Microsoft took a significant step into proprietary AI technology when the company announced an entire portfolio of internal models at its Build 2026 conference. The flagship of that collection is MAI-Thinking-1 — the company's first attempt at an advanced reasoning model.
From OpenAI-dependent to independent player
Until recently, Microsoft's AI efforts have been built almost entirely on technology from OpenAI, a company it has invested heavily in. Last year, however, Microsoft began introducing its own internal models. MAI-Thinking-1 now marks the next phase of that strategy: a fully fledged reasoning model developed by the company itself.
The timing is no coincidence. Microsoft and OpenAI recently renegotiated their partnership agreement, according to The Verge, with an outcome that gives Microsoft greater freedom to operate independently in the AI market.
MAI-Thinking-1 is Microsoft's first statement that advanced AI reasoning can no longer be left solely to its partners.

What do we know about the model?
Microsoft characterizes MAI-Thinking-1 as a "medium-sized model" and claims it performs on par with leading competitors on key software development benchmarks. The specific benchmarks referenced, or concrete numerical results, are not provided in available sources — Microsoft's own claims should therefore be treated with caution until independent testing is available.
An intensely competitive market to enter
The market MAI-Thinking-1 is now entering is among the most competitive in the entire AI industry. According to independent benchmark research, the top of the leaderboards in 2026 is dominated by models from Anthropic, OpenAI, and Google.
On SWE-Bench Verified — a key standard measuring the ability to resolve real GitHub issues — Anthropic's best models score above 87 percent, while Google's Gemini 3.1 Pro sits at around 80 percent. OpenAI's GPT-5.5 leads Artificial Analysis's Coding Index with 59.1 points.

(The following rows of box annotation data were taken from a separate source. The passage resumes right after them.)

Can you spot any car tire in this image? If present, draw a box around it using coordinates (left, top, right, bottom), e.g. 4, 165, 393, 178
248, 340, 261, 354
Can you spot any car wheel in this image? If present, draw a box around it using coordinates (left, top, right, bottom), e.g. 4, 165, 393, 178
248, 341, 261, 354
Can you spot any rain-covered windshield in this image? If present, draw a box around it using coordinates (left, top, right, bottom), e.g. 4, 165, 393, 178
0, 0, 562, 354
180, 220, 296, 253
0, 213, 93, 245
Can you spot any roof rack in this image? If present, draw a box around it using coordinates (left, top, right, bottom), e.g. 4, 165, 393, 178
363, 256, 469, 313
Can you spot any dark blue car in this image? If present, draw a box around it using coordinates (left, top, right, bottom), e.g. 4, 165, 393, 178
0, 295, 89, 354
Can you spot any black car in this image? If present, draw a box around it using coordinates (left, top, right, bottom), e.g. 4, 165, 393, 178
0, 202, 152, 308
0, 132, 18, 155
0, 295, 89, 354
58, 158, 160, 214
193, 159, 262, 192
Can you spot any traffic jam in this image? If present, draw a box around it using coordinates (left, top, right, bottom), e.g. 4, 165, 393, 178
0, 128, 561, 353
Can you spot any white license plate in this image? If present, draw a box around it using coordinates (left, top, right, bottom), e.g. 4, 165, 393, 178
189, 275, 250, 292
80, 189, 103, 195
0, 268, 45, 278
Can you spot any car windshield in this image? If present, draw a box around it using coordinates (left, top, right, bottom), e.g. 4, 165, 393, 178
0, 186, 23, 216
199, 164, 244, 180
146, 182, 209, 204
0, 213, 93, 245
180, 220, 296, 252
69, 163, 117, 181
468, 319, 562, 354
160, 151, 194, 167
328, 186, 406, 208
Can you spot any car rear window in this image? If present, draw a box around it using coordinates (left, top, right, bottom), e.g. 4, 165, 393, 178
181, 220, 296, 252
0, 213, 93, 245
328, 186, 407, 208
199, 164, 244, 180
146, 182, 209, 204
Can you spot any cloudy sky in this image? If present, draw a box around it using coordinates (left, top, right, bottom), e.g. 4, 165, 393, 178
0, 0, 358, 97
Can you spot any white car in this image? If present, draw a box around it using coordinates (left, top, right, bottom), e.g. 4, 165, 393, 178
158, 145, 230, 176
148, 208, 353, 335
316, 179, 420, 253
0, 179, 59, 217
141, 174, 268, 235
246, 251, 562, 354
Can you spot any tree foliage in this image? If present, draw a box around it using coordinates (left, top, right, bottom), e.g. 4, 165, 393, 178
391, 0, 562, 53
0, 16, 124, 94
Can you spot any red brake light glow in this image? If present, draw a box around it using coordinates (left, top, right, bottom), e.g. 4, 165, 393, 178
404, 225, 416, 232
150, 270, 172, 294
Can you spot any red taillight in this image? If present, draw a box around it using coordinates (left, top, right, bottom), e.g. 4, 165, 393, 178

Microsoft's claim to "match leading models" is an ambitious statement in this company. The company has not published concrete figures in available source material, and it remains unclear which benchmarks are being used for comparison and under what conditions.
What does this mean going forward?
Microsoft's internal model development ambitions are not a technological side project — they are a strategic signal that the company wants to reduce its dependence on a single vendor while simultaneously competing directly in the rapidly growing market for advanced AI in software development.
Whether MAI-Thinking-1 actually delivers on what Microsoft promises will become clear in the weeks and months ahead — once independent evaluators and developers gain access to test the model on their own data and tasks.